Robin Stoakley, managing director at Schroders, concedes the UK Growth fund had a poor 2007, but points out that a team was hired in November 2006 to run the fund.
He says: “Ed Meier and Vincent Vinatier took over the fund from Tom Carrol. They didn’t have a great first year, with performance hurt by being overweight in small caps and a position in Northern Rock.
“However, we believe they are both high-quality managers and should be given more than 15 months to prove themselves.
“In Japan, again the fund has underperformed but over the past 12 months to January 26 it is ranked seventh out 58 funds in the sector and has outperformed the index.
“At the time of the Bestinvest report it was still top quartile but underperformed the benchmark. However, given the strength of the index in 2007 so did many active Japanese managers.”
In this latest review of a universe of 698 funds, Bestinvest found 70 funds that it classed as “dogs”. The value of these 70 funds was £10.6 billion.
Scottish Widows had a total of £778m in the doghouse. One fund, Scottish Widows Global Growth, has been on the dog list for 10 consecutive years.
Ian Vose, head of global developed markets at Swip, says: “We put in place practical steps in relation to the structure and personnel within the global developed markets investment team over the past two years to create the environment to deliver improved performance.

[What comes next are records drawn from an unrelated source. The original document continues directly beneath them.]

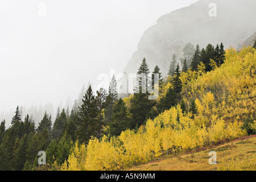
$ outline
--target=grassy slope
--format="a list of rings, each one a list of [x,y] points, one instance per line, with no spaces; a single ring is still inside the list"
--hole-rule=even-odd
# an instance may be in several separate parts
[[[216,165],[210,165],[209,152],[215,151],[217,153]],[[218,169],[221,162],[224,165],[247,166],[248,162],[253,162],[253,170],[256,170],[256,136],[218,146],[213,146],[204,151],[189,154],[172,156],[166,159],[156,160],[148,164],[133,167],[127,170],[134,171],[212,171]],[[251,159],[254,159],[252,160]],[[239,161],[239,162],[238,162]],[[245,164],[242,163],[245,162]],[[241,164],[242,163],[242,164]],[[220,166],[219,166],[220,167]]]

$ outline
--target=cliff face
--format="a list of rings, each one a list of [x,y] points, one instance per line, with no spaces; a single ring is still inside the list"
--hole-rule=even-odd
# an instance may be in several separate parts
[[[211,3],[217,6],[216,17],[209,15]],[[166,74],[172,55],[183,57],[183,48],[189,42],[200,48],[221,42],[225,48],[239,48],[256,30],[255,7],[255,0],[200,0],[165,15],[144,32],[125,72],[136,73],[146,57],[151,71],[158,65]]]

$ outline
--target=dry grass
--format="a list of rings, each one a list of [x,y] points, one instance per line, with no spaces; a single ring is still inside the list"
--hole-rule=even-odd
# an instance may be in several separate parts
[[[210,165],[209,152],[217,153],[217,164]],[[253,159],[253,160],[252,160]],[[214,171],[223,166],[250,162],[250,169],[256,170],[256,136],[236,140],[219,146],[213,147],[195,153],[170,156],[146,164],[134,166],[133,171]],[[251,168],[253,166],[253,168]],[[238,170],[240,170],[238,169]]]

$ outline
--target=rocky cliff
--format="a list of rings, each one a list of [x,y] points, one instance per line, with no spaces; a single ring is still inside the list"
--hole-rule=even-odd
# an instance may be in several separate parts
[[[216,16],[209,14],[211,3],[216,5]],[[238,48],[256,31],[255,7],[255,0],[200,0],[163,15],[144,32],[125,72],[137,72],[144,57],[151,71],[158,65],[166,74],[172,55],[182,57],[189,42],[200,48],[221,42],[225,48]]]

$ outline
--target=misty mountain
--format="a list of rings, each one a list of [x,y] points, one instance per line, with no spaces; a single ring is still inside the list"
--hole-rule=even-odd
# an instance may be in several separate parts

“As a result of these changes, the team has seen improved performance in three of its four Global funds and we are confident that this success will also be mirrored across our large cap Japanese funds.”
Fidelity was the third worst performing group with £733m of underperforming assets. This was because of the underperformance of the Fidelity UK Growth fund, which Bestinvest says has had three different managers over the past two years.
The fund is now managed by Thomas Ewing.